Unfinished maintenance work causes delays on North South Line for 4 hours

Speed restrictions put in place during maintenance work that could not be completed before train operation hours caused trains to bunch up along the North-South Line during peak periods. PHOTO: ST FILE

SINGAPORE - Track maintenance works which could not be completed before train operation hours caused delays on the North-South MRT line for four hours on Wednesday morning (Feb 14).

It was the second such incident in a week on the heavily used line, which had experienced a relatively trouble-free January after a host of problems last year.

Just before 6am on Wednesday, SMRT announced through Twitter and Facebook that city-bound trains were travelling slower because of "maintenance work", and that journeys would take 20 minutes longer. Normal service resumed at 10am.

Ongoing track improvement work had also caused delays, of between five and 10 minutes, on Feb 7.

On Wednesday's delays, SMRT Trains chief maintenance officer Chia Chun Wah said the operator had to cast fresh concrete on a track bed which supports the running rails near Raffles Place, to replace the worn parts of a concrete track slab.

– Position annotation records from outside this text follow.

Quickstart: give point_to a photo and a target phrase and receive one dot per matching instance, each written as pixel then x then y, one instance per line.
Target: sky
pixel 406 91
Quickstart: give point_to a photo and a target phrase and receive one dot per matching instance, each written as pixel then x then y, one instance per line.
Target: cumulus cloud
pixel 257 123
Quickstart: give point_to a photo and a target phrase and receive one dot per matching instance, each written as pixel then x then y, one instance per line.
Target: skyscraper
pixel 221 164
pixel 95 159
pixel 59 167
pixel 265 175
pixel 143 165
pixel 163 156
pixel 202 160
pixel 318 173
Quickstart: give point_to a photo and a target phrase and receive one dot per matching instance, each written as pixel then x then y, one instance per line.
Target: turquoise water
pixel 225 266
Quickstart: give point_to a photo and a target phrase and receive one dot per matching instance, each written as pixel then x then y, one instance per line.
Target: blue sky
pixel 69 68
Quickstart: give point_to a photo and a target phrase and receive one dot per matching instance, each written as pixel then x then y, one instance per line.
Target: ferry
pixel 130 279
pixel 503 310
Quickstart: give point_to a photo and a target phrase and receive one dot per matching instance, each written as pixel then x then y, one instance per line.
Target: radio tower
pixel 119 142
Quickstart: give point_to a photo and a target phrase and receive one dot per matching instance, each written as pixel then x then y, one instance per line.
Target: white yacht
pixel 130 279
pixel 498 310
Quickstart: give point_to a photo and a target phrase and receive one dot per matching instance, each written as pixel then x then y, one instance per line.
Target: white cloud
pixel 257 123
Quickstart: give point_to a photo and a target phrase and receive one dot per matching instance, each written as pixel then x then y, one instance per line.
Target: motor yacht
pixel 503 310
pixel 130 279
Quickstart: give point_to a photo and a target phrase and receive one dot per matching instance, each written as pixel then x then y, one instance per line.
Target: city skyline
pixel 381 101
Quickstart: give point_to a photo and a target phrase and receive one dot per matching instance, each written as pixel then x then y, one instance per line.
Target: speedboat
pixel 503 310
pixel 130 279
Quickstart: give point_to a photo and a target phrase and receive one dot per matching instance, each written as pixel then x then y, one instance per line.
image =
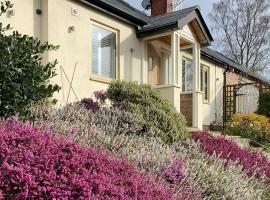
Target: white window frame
pixel 202 82
pixel 186 91
pixel 117 52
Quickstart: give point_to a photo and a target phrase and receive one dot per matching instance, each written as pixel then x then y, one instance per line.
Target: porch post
pixel 174 92
pixel 173 59
pixel 144 64
pixel 196 93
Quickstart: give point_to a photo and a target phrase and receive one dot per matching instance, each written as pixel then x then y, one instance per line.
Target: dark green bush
pixel 24 80
pixel 264 104
pixel 159 114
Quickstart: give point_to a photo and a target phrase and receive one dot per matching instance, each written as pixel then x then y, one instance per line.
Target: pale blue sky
pixel 206 5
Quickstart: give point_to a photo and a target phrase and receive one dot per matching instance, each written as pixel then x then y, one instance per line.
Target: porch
pixel 176 76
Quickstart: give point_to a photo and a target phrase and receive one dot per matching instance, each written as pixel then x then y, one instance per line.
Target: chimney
pixel 161 7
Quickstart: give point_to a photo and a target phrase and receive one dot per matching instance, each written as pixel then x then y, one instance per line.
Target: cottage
pixel 103 40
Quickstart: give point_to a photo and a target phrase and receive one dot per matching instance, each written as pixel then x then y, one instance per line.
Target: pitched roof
pixel 175 20
pixel 151 25
pixel 220 58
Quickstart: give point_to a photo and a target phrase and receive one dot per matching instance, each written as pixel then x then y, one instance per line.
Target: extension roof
pixel 147 26
pixel 225 61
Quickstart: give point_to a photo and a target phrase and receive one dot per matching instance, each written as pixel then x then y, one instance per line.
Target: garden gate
pixel 241 98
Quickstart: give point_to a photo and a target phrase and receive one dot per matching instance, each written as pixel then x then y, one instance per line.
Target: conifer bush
pixel 200 175
pixel 36 164
pixel 252 163
pixel 157 112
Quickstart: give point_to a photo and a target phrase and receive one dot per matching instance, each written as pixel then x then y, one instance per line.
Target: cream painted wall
pixel 213 110
pixel 75 47
pixel 25 20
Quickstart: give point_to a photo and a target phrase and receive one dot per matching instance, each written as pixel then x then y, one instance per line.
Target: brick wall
pixel 161 7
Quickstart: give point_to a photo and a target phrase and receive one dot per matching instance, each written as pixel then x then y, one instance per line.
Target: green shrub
pixel 253 126
pixel 158 113
pixel 23 77
pixel 205 173
pixel 264 104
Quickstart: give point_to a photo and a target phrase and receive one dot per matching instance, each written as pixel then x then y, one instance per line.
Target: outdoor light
pixel 71 29
pixel 11 12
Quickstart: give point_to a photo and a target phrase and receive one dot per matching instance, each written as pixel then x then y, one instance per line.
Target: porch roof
pixel 227 62
pixel 174 21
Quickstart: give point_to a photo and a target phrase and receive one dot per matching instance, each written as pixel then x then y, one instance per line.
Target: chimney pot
pixel 161 7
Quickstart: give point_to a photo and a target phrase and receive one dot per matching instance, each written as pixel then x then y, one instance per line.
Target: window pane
pixel 206 89
pixel 103 52
pixel 201 81
pixel 189 74
pixel 183 75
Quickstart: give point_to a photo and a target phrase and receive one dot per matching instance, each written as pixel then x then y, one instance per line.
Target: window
pixel 205 82
pixel 187 73
pixel 103 51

Unlike surface tracks, which rest on individual sleepers, underground tracks sit on sleepers which are embedded in concrete slabs. When these are worn or damaged, they have to be hacked away and recast.

Mr Chia said the fresh concrete requires "several hours" to fully cure.

To facilitate this curing process, SMRT put in place additional support structures and imposed a further speed restriction over a 300m stretch, with trains moving at 5kmh to 10kmh. Normal speeds are between 60kmh and 80kmh.

The speed restriction caused the trains to bunch up along the line during peak periods. Its impact is far less apparent during off-peak hours when fewer trains run.

The Straits Times understands that similar work on at least one more location will be completed by next week.

Since December, operating hours on stretches of the North-South and East-West lines have been shortened on Fridays and weekends to allow the operator more time to fix problems.